Era Jules Supervielle quien decía una vez, claro que en/ un poema, lo
siguiente: Los peces de las profundidades / que no tienen ojos ni párpados/ han
tenido que inventarse la luz / para las necesidades de su corazón.
Se refería el poeta a especies de peces –hombres, de peces-conciencia, que
aún ciegos, eran capaces de generar luz, de inventarla.
Existe un mundo de sombras en donde el tacto es privilegio de la evolución.
Existe un mundo digital, capaz de identificarse en colores que no llegan al
iris y que la mano desarma, convirtiéndolos en arcoíris invisible, en fronda
oscura, perceptible sólo por neuronas directamente conectadas al círculo
concéntrico más concéntrico de la huella digital.
Los peces de las profundidades nadan y desnadan su océano palpable e
invisible con los párpados cerrados, a veces sin ojos, a veces sin otro sentido
que el de la temperatura de la tiniebla, y se orientan.
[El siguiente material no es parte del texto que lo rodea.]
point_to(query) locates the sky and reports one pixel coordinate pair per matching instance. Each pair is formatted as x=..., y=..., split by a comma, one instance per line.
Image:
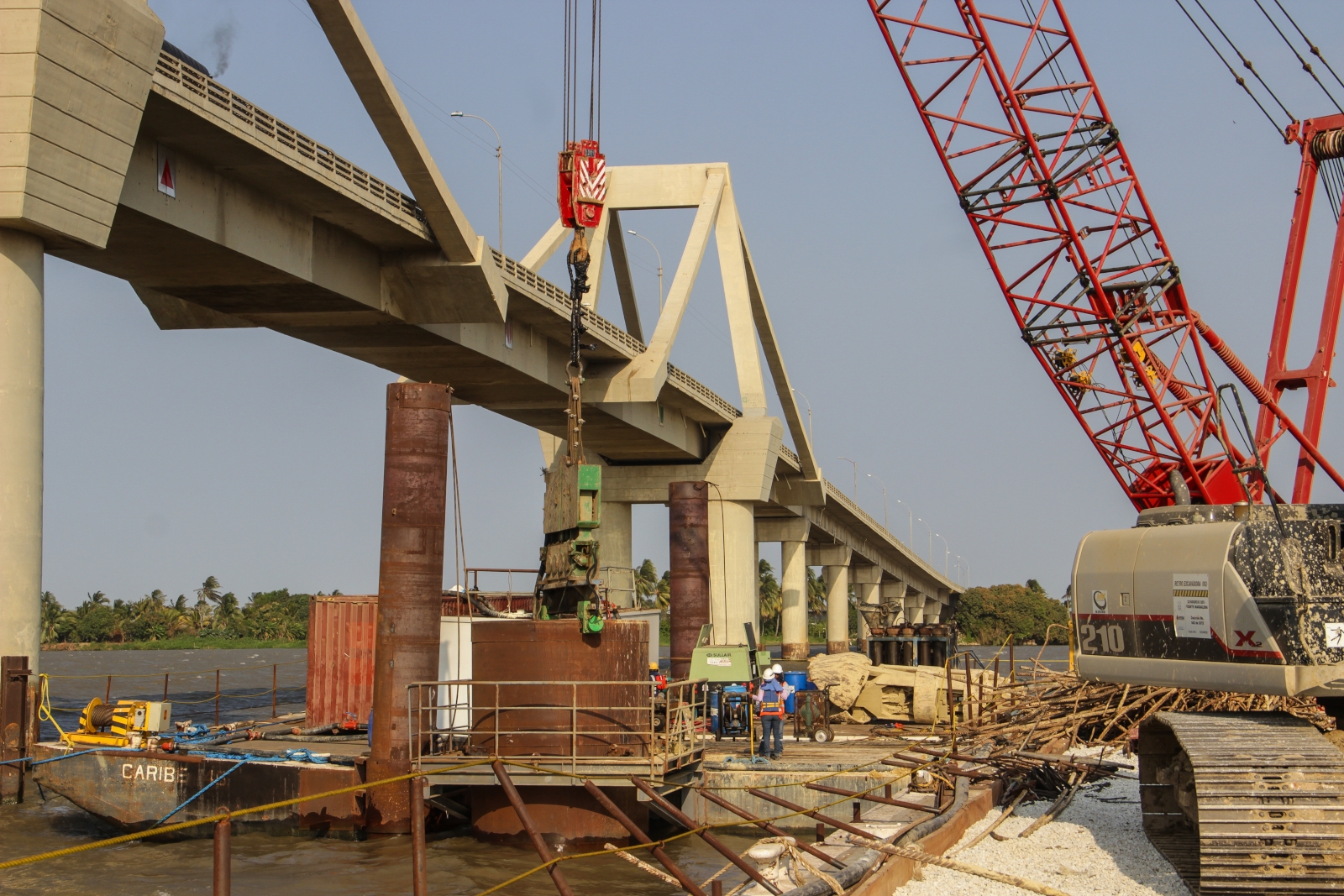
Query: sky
x=255, y=458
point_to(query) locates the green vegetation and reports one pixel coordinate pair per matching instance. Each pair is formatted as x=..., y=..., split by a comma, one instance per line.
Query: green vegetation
x=217, y=618
x=990, y=616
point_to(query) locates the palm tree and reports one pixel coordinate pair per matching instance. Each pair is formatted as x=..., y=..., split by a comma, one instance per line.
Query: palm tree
x=647, y=582
x=208, y=590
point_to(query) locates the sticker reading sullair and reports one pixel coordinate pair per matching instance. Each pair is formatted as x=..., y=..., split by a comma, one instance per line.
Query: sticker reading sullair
x=1189, y=597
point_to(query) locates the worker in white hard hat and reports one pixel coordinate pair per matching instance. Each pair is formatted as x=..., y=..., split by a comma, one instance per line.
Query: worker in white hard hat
x=770, y=694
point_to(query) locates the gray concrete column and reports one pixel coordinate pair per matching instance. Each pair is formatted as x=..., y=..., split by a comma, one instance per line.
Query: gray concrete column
x=837, y=609
x=615, y=550
x=793, y=598
x=20, y=445
x=867, y=594
x=734, y=580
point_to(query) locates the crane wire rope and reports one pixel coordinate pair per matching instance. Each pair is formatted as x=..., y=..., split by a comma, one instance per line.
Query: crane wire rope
x=1316, y=51
x=1247, y=62
x=1305, y=65
x=1241, y=81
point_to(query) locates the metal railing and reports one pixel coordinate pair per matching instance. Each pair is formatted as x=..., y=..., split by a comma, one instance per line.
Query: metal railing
x=559, y=726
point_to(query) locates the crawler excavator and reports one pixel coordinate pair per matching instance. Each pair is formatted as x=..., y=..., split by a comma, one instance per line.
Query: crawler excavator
x=1222, y=584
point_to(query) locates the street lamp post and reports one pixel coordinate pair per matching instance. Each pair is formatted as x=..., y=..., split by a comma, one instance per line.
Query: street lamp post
x=660, y=264
x=855, y=479
x=810, y=412
x=886, y=524
x=499, y=161
x=911, y=542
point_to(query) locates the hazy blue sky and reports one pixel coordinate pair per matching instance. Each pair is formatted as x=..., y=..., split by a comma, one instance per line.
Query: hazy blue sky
x=259, y=458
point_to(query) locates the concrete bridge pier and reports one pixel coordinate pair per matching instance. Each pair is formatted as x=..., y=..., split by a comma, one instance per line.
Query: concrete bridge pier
x=833, y=560
x=20, y=443
x=867, y=582
x=792, y=535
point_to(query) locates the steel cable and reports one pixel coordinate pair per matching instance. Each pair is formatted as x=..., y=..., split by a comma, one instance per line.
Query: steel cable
x=1229, y=66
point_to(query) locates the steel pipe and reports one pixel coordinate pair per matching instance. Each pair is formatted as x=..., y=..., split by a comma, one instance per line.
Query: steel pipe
x=679, y=817
x=612, y=809
x=530, y=826
x=689, y=562
x=223, y=883
x=774, y=832
x=410, y=584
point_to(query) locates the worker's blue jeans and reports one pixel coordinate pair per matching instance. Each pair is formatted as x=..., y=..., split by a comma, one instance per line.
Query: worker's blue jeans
x=768, y=725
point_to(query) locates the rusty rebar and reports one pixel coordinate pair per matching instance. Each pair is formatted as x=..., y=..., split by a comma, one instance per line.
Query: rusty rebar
x=530, y=826
x=615, y=812
x=679, y=817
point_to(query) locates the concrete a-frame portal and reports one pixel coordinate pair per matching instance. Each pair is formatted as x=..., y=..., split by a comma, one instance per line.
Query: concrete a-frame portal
x=264, y=226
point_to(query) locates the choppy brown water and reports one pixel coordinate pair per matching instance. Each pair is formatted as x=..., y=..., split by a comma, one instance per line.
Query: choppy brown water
x=268, y=866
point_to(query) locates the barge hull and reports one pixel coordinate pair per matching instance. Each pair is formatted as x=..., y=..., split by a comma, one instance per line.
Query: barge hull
x=134, y=790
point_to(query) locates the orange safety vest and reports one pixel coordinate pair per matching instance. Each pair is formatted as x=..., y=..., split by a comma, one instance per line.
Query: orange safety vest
x=772, y=699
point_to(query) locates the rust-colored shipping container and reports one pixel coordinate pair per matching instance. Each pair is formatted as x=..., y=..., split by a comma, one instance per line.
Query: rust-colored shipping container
x=342, y=631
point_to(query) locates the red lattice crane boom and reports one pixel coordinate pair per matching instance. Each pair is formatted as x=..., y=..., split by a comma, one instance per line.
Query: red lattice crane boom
x=1045, y=181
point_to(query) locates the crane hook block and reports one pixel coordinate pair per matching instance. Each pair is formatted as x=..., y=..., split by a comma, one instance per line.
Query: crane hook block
x=582, y=184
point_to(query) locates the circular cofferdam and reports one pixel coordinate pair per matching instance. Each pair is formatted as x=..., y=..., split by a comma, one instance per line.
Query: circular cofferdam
x=544, y=689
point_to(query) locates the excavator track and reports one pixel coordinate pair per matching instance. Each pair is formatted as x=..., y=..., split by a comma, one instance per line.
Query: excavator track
x=1243, y=802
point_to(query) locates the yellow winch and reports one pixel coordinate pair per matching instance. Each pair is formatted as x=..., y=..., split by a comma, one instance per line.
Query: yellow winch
x=129, y=723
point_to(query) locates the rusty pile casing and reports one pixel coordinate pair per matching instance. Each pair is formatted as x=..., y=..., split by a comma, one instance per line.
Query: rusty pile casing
x=689, y=557
x=410, y=584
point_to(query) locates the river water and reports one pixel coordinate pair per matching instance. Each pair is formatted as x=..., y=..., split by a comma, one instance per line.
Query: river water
x=262, y=864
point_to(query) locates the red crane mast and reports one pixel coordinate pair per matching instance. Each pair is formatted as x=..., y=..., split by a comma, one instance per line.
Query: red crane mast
x=1045, y=181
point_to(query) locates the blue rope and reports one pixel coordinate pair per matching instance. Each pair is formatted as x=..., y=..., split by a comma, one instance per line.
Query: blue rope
x=239, y=765
x=292, y=755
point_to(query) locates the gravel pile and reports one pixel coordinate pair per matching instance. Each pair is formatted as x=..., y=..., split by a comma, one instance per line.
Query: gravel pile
x=1095, y=848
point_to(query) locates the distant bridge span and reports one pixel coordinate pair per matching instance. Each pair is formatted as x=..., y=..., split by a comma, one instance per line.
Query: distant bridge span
x=265, y=228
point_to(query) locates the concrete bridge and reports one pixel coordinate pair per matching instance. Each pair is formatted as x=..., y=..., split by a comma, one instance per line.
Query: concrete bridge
x=121, y=157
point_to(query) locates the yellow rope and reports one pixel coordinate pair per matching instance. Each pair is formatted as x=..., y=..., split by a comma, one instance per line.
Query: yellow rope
x=188, y=672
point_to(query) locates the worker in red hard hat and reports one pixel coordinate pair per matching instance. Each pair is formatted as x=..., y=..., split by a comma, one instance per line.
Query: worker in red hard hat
x=770, y=694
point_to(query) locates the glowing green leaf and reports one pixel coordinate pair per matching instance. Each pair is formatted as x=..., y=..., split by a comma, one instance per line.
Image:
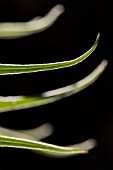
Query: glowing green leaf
x=6, y=69
x=21, y=102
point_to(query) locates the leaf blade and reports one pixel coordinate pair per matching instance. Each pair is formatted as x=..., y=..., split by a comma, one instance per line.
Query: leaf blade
x=8, y=69
x=36, y=25
x=40, y=147
x=23, y=102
Y cuando se orientan
están haciendo un ejercicio creativo, inventan, imaginan, usan de su sentido del
olfato, de su enorme sentido del sabor, y crean caminos en zonas de aguas
templadas, y diferencian la luz de la sombra-el sol de la noche-siguiendo las
rutas del calor que viene de arriba y que se intuye como luz, como como invento
de las necesidades del corazón.
Y así vamos entre las sombras, navegando, inventando la luz. Y cada uno
crea sus energéticas realidades en relación
con sus energéticas vicisitudes. Nos acostumbramos lentamente a la
sombra, navegamos al tacto, nos digitalizamos, y los versos de Superville se
van transformando en los nuevos versículos de un Nuevo Testamento, con
evangelios húmedos, Cristos pasados de moda, oráculos mojados en noche de
fondo.
Nos queda, y esto es importante, poder inventar nuestro propio destello, y
es cuando volvemos a la poesía, única fuente de brillo en la cual no se
necesita de combustible comprado bajo los auspicios de los guardianes del
golfo.
Coloquio. El Siglo. Sábado 16 de febrero de 1991. No. 99.